WILL MCAVOY, «THE NEWSROOM»


I grandi film sul giornalismo sono commedie, a parte Quarto potere e L’uomo che uccise Liberty Valance . Ci sarà un motivo! Pensiamo soprattutto a The Front Page , la commedia scritta per il teatro da Ben Hecht nel 1928 e da cui sono stati tratti almeno tre film: The Front Page di Lewis Milestone, uscito nel 1931; His Girl Friday (La signora del venerdì ) di Howard Hawks, uscito nel 1940; The Front Page (Prima pagina ) di Billy Wilder, uscito nel 1974. Lasciamo alla giornalista Hildy Johnson, interpretata dalla splendida Rosalind Russell nel film di Hawks, spiegare al suo capo ed ex marito Walter Burns (Cary Grant) i motivi della sua avversione al mestiere: «Giornalista? Che cosa vuol dire? Origliare alle porte, correre dietro ai pompieri, svegliare la gente di notte per chiedergli che cosa pensa di Hitler o del delitto della sera prima? La so a memoria ormai tutta questa roba: siamo solo un branco di disperati alla caccia di ignobili avvenimenti di cronaca nera da ammannire alle casalinghe e alle dattilografe».
A differenza di Hildy, Will McAvoy, il protagonista di The Newsroom , la serie firmata dallo sceneggiatore e produttore Aaron Sorkin, si prende molto sul serio e forse questo è il suo problema principale. Will è il carismatico anchorman alla guida di «News Night», un immaginario programma serale di approfondimento in onda sul fittizio canale via cavo americano Acn. Conduce il programma e ha la responsabilità editoriale sulla selezione e la confezione delle notizie, che prepara insieme a una squadra di reporter e producer (una figura cardine del giornalismo radio-televisivo anglosassone). Tutta la redazione, la newsroom appunto, è pervasa da un alto afflato ideale: ciascuno dei personaggi svolge il suo lavoro sempre ad altissimi livelli, senza mai cedere a compromessi o trasandatezze nell’inseguire e riportare le notizie; una forte autoriflessività sulla professione giornalistica, la sua etica, le sue sfide è continuamente coltivata da tutti protagonisti.
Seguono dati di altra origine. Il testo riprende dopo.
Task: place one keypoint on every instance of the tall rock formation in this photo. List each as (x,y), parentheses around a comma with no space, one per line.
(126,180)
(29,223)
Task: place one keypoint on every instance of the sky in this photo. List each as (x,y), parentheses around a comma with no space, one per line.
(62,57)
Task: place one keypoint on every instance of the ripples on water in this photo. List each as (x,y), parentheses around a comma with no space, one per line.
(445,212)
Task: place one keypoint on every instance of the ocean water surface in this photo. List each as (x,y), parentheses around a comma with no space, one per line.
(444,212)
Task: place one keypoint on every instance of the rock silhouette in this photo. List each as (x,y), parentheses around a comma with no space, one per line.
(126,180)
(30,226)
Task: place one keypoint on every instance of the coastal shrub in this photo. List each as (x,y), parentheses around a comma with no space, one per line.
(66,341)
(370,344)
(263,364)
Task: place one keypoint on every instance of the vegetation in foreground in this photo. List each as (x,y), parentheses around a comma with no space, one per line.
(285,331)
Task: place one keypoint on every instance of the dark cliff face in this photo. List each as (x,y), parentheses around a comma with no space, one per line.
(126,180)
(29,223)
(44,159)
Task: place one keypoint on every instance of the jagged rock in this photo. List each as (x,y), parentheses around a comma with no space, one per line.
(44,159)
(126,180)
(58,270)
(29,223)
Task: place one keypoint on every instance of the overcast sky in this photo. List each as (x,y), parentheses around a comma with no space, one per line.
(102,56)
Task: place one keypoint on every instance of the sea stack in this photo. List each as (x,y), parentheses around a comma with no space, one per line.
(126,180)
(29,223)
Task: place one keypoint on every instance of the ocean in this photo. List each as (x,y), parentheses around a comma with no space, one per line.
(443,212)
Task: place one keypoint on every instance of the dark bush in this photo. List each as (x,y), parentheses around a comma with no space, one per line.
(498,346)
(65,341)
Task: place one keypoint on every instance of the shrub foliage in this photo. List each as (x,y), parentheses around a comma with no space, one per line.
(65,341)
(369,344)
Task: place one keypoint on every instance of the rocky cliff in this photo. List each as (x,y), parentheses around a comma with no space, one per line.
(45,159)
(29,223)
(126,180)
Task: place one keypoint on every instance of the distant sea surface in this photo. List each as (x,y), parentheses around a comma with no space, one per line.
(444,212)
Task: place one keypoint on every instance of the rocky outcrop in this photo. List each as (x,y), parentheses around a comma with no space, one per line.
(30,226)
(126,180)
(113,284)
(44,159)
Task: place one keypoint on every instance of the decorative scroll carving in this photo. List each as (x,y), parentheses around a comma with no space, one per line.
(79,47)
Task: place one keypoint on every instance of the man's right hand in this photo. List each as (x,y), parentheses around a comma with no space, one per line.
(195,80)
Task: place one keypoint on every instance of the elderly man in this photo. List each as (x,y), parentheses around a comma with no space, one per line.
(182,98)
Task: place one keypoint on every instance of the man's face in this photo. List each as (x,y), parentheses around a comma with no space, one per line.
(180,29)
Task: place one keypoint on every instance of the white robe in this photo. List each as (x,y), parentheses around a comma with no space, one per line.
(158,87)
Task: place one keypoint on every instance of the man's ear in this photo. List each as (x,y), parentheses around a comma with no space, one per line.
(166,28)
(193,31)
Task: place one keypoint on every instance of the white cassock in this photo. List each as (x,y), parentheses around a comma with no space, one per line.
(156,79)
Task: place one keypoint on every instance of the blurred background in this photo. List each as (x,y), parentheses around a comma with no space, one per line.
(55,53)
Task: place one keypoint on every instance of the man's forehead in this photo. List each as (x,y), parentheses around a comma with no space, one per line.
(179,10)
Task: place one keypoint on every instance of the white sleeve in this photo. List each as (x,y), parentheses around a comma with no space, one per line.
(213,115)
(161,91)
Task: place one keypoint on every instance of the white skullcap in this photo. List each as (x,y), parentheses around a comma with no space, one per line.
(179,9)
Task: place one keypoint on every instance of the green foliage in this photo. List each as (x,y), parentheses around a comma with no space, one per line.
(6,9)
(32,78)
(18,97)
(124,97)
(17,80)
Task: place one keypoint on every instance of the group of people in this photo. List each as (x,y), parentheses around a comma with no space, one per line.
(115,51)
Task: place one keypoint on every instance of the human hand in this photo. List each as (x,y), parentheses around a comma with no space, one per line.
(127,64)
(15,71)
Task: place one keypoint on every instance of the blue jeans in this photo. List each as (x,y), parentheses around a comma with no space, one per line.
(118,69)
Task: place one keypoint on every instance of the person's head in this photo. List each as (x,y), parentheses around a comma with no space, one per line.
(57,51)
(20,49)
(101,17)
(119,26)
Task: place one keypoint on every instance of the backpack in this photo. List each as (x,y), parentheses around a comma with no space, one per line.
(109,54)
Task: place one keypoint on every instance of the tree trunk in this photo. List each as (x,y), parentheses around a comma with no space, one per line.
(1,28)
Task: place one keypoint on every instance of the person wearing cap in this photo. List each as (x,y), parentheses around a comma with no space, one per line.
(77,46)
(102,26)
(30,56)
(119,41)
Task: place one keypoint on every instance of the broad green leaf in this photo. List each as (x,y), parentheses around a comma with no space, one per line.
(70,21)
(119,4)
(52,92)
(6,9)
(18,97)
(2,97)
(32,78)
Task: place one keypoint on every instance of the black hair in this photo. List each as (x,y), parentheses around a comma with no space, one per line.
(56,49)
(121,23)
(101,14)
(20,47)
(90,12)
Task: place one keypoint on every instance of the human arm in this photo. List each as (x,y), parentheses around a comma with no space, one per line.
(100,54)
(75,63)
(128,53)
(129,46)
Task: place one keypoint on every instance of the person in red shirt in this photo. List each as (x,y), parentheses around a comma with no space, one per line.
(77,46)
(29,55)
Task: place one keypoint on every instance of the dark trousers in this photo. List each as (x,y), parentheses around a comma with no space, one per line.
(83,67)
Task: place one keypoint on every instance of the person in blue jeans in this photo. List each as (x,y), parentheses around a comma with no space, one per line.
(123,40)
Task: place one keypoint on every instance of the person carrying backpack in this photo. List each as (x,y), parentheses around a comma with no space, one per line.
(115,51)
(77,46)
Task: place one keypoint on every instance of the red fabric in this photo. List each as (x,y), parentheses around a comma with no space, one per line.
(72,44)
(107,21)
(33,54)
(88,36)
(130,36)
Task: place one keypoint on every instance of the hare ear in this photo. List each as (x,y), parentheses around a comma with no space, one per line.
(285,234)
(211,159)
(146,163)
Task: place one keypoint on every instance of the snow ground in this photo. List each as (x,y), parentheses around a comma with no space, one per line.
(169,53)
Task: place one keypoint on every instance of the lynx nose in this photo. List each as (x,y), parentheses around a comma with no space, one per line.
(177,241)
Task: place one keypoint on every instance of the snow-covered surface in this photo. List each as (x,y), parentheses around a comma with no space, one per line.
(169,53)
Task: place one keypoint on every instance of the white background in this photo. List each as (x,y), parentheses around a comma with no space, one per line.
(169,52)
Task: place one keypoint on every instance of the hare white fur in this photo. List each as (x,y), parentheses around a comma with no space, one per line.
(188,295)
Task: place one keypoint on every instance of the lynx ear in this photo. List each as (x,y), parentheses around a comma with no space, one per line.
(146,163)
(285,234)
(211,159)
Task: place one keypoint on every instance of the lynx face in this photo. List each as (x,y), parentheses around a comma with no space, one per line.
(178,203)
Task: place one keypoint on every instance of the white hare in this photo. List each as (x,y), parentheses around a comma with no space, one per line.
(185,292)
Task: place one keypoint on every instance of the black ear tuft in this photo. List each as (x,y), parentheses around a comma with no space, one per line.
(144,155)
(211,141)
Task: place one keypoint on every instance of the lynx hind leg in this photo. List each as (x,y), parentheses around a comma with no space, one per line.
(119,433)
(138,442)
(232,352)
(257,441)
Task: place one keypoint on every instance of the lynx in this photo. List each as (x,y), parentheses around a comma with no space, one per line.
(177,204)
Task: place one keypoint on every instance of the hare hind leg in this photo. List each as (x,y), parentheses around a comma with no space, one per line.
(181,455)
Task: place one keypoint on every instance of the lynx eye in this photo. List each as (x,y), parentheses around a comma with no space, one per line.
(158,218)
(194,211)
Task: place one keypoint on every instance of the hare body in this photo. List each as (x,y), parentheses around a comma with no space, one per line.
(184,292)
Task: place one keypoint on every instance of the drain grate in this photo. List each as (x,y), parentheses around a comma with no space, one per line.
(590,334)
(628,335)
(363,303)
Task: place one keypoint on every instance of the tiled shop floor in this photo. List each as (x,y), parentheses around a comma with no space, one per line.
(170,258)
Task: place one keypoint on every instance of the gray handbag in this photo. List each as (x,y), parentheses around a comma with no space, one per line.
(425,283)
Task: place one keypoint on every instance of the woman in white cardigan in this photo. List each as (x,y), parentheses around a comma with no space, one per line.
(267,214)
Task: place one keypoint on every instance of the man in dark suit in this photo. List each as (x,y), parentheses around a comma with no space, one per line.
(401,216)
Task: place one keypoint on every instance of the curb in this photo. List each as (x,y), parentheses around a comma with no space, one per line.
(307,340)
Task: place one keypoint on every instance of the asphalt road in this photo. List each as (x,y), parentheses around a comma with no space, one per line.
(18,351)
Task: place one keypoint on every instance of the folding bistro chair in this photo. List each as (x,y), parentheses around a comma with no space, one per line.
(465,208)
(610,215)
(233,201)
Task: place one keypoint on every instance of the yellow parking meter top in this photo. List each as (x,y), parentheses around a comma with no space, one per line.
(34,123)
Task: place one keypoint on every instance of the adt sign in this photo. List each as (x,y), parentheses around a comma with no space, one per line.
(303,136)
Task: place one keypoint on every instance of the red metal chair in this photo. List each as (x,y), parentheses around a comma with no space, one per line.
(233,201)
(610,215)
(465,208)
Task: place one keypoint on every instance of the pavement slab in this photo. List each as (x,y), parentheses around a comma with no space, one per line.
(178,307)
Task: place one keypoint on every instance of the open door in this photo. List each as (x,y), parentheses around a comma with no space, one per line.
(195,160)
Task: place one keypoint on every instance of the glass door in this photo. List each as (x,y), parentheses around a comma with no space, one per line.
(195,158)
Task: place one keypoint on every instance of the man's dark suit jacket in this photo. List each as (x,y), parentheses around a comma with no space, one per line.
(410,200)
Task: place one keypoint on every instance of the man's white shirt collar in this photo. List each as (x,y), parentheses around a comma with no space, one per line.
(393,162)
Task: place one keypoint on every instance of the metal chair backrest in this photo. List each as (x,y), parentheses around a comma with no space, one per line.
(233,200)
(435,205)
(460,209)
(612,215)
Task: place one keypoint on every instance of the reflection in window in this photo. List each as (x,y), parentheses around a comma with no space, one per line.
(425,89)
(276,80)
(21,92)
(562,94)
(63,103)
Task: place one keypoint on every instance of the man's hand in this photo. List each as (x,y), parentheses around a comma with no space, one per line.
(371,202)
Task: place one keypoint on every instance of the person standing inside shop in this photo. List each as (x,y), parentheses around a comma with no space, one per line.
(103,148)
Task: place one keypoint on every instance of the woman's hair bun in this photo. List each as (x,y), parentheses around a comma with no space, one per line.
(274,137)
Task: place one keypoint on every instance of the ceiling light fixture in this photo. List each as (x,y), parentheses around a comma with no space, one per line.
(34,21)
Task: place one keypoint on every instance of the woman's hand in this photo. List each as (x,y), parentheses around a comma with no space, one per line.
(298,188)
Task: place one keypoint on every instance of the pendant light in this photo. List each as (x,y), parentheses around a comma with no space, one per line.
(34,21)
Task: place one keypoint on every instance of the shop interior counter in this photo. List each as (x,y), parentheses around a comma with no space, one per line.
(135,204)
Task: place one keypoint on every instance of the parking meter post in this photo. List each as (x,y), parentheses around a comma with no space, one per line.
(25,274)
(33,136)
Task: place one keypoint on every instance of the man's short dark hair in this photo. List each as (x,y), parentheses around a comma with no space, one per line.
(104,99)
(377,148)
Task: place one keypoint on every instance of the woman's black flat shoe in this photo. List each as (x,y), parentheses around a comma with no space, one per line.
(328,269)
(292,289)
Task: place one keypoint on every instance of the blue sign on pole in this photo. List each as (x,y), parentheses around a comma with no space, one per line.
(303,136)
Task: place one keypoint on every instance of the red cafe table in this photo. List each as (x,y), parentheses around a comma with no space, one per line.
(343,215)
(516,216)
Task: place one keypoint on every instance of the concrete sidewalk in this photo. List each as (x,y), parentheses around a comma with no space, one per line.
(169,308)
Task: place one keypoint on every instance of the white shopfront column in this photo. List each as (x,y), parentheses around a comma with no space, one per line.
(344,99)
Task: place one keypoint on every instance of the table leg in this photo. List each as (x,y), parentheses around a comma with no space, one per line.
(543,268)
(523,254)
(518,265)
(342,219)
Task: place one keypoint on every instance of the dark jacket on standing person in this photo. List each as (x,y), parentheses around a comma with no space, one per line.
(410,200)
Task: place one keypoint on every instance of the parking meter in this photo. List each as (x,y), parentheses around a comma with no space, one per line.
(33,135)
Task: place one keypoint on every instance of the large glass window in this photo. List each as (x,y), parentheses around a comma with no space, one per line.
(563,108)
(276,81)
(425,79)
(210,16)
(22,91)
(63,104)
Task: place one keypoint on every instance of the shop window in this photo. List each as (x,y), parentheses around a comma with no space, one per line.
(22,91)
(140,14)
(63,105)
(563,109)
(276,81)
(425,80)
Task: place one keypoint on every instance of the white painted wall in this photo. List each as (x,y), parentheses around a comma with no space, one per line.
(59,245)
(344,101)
Come già avvenuto in Sports Night , West Wing e Studio 60 , anche in Newsroom Sorkin vuole mostrare il «dietro le quinte», il retroscena, i meccanismi di lavoro e le relazioni che si intrecciano in quelle che negli Usa chiamano workplace family , famiglie nate sul posto di lavoro e basate su affinità elettive più forti dei legami di sangue.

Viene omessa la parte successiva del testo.